Em tempos, chegaram a usar o Estádio Jorge Sampaio, inaugurado em 2003, com campo relvado, bancadas coloridas para cerca de 8500 espectadores e pista de tartan. “Agora o FCPorto tem a preferência. Dão-lhe utilização e asseguram a manutenção da relva, o que não é mau. Eu não defendo aquele estádio, é um elefante branco. Preferia mais campos adaptados à realidade da nossa freguesia que é rica em futebol popular. Nem que fossem pelados.”

Durante a semana, não há treinos. Os adversários pensam que sim, por causa dos resultados que conseguem. “Este clube e o futebol popular em geral existem precisamente para aqueles que não podem treinar à semana. Hoje trabalha-se muito por turnos”, explica Joaquim Costa. “Ao fim de semana estão livres, a malta encontra-se e o treino faz-se nos jogos. Vai-se experimentando jogadores em determinadas posições. Não vale a pena marcar treinos para aparecerem meia dúzia. É preferível não treinar.”

A dedicação e o compromisso tem dado frutos. Atualmente, o Juventus é o campeão da Liga de Ovar — disputada, esta época, por 20 equipas — e lidera a competição. “Nos últimos cinco anos, ganhamos quatro campeonatos e uma taça.”

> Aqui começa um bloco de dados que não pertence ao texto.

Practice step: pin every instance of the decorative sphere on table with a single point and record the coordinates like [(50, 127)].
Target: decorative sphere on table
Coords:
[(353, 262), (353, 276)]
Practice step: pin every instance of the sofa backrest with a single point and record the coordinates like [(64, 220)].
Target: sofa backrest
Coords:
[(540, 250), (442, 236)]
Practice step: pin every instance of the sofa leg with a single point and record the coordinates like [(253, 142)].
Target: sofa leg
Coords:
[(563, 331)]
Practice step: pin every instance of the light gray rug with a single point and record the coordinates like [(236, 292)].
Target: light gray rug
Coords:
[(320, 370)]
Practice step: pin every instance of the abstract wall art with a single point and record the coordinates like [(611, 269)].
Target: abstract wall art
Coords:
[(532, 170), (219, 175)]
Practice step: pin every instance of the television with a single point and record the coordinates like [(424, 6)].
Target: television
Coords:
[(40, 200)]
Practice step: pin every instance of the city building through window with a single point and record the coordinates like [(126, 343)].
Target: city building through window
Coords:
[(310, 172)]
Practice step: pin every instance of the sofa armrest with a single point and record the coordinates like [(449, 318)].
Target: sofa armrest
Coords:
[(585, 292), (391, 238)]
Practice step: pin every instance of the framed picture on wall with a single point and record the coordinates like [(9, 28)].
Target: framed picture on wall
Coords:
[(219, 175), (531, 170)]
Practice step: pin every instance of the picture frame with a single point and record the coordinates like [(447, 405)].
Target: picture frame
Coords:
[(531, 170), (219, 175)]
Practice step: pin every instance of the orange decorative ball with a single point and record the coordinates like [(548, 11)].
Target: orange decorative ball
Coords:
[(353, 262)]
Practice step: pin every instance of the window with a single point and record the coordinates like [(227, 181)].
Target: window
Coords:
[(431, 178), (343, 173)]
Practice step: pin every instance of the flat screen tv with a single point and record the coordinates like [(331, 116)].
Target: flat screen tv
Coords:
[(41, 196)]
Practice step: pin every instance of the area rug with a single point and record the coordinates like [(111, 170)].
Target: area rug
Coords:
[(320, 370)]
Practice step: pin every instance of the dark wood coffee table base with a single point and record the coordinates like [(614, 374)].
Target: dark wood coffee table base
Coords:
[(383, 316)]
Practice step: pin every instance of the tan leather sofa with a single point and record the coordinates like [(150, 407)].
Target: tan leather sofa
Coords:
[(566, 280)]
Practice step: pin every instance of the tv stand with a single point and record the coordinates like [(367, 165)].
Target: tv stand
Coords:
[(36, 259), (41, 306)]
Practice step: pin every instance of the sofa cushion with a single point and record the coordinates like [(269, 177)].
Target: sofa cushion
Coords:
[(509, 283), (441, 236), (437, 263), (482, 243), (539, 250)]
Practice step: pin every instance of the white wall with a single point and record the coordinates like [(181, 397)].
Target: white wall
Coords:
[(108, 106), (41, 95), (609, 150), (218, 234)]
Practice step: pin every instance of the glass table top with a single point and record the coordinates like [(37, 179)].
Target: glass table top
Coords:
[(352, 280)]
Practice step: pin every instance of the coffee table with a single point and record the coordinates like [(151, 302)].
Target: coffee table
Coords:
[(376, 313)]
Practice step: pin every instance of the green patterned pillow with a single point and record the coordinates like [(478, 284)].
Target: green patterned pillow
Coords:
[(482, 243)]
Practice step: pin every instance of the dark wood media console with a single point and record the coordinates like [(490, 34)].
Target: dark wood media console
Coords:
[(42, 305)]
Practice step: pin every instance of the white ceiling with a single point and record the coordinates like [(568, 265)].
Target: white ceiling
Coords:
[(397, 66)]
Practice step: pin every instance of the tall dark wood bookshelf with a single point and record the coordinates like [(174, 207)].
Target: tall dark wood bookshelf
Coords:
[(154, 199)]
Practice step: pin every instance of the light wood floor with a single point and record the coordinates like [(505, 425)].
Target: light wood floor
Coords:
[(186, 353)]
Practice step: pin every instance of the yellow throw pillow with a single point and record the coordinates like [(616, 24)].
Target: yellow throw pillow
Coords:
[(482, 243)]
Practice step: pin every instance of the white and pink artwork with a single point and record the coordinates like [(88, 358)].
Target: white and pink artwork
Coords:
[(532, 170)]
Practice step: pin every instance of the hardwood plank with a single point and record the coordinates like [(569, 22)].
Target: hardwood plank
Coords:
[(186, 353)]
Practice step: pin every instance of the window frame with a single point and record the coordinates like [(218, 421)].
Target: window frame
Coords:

Joaquim Costa define-se como “uma pessoa do futebol”. Tem formação de treinador, cursos de massagista, primeiros-socorros, de árbitro e de treino específico para guarda-redes. Em várias funções, designadamente a de adjunto, já subiu duas equipas ao Nacional, o Souzense e o Grijó. “Ter criado este clube, deu-me muito sentido de responsabilidade e ensinou-me muito na vida, desde logo a lidar com pessoas. Quando me dizem que eu me dedico muito ao futebol respondo que o futebol, a mim, não me deve nada. Ensinou-me tanta coisa que eu tinha de pagar ainda.”

Para além do Juventus de Pedroso, e da sua atividade profissional — é controlador de qualidade numa fábrica de vidro —, Joaquim está também ligado ao futebol distrital. “Ao domingo de manhã dedico-me ao Juventus, ao sábado dedico-me ao Avintes, onde sou coordenador do futebol juvenil. Já tenho 25 anos de carreira, recebi o cartão vitalício da Federação.” Nunca foi expulso, orgulha-se.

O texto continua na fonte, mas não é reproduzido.